Since then, I had the chance to travel in quite a few countries.  I started to love watching people, different cultures, and different kinds of living.

Once I saw that I can manage, all my fears were gone and the excitement became much and much bigger. The excitement of meeting people with different ideas about the life, or seeing places so different than what I was used to see.

Now… now I use all the money I save just to travel. I have the cover photo on my FaceBook profile to prove that.”

“And you know? I already booked a short vacation in Munich in July. It will be very interesting to see Munich again, but with so different eyes.”

Nelly, 25 years old

1. Travelling to Rome.

“When I was a little younger, my dad decided to get married to his new wife in Rome. For a 17 year old this is the ideal opportunity to dress up and feel like you’re in a movie. When packing I imagined a bonanza with beautiful palazzos and Italian princes on Vespa scooters. So, my suitcase ended up being filled with glamorous dresses loads of make-up and open sandals with very high, very spikey heels.

So after a beautiful ceremony, during which I wore some delightful flats (the only pair it took with me) it was time for dinner. But before, of course, I had planned an outfit change (because that’s what they do in the movies). Here I came, a diva (in my own mind) with my brand new, open, golden 5-inch spikey heels. And then we walked. And walked. And walked. All the way to the restaurant over the Italian cobblestones.

Thankful that my ankles where still somewhat intact when we got there, what did I learn? Pack wedges when travelling to unfamiliar places!”

2. Florence: ars longa, vita brevis.

“I remember going on a two-week study trip to Florence when I was studying art history. I studied art history next to my bachelors Business Administration and mainly in the evenings. This led to me knowing my fellow students after two years but not having spent much time with them outside lectures. Somehow it was decided that I was to join a group of them in a house they had arranged in the city center of Florence. Before leaving I wondered if all would end up well. The group I joined knew each other fairly well already. I turned out to be two unforgettable weeks full of art, wine and friendships that, I am sure, will last a lifetime. And why? Because of the joined passion for art that has been connecting people for centuries? I might have helped at least.

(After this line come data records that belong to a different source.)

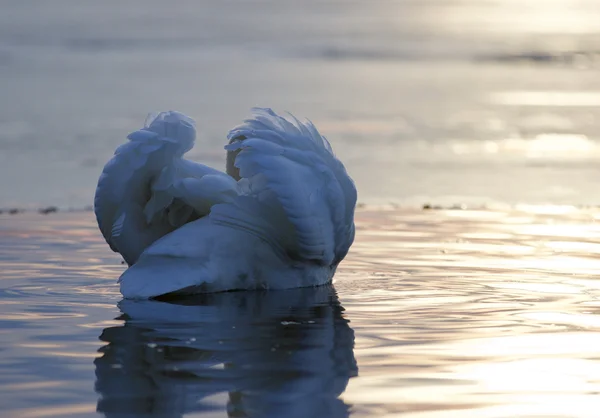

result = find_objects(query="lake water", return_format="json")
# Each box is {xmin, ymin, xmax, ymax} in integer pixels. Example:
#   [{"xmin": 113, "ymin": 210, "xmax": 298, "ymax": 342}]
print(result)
[
  {"xmin": 3, "ymin": 207, "xmax": 600, "ymax": 417},
  {"xmin": 1, "ymin": 0, "xmax": 600, "ymax": 208},
  {"xmin": 2, "ymin": 1, "xmax": 600, "ymax": 417}
]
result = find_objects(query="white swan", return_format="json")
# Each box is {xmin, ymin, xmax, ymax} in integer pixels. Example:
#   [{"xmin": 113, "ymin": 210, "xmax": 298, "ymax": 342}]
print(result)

Why did I want to share this? Because sometimes we all need a little push, or an event of which we do not know how it might end. Remember that and you’ll be surprised how much luck it will bring.”

Oana, 29 years old

“Through travelling I learnt that in life you can have many paths, you can climb many mountains, enjoy all sorts of exotic food, lay on different beaches, meet new people, get new perspectives and become a more complete person. In Prague, I saw this graffiti quote that really expresses what travelling means for me: “Sometimes you have to travel half-way around the world to come full circle”

You can follow Oana’s pictures on #perceptionsbyoana

Soraya Torrens, 26 years old

“I jumped into the unknown 10 years ago when I left Brazil to see what was out there and now I can tell for sure that it was the best thing I could’ve done in my life.

When I look back I see how much I’ve grown in this time and these 10 years surely worth many more.  When you are no longer in the atmosphere that you are used to be, you understand how many possibilities you have. I understood that I can be whoever I want to be and that opinions and manners can totally vary wherever you move to.

In Germany for example people may be more reserved and polite, however in Israel people just naturally say what they think to your face no matter what.. And from these differences I learn to keep to myself a little a bit of every point of view that will help me build who I am.

I’ve learned that I don’t really need to have a language in common in order to have a nice conversation with a person from any side of the world.

I’ve also learned that changes are good and that I don’t need to be afraid of them because we can only connect the dots when you look back and not the opposite.

Travelling the world is the best school of life.”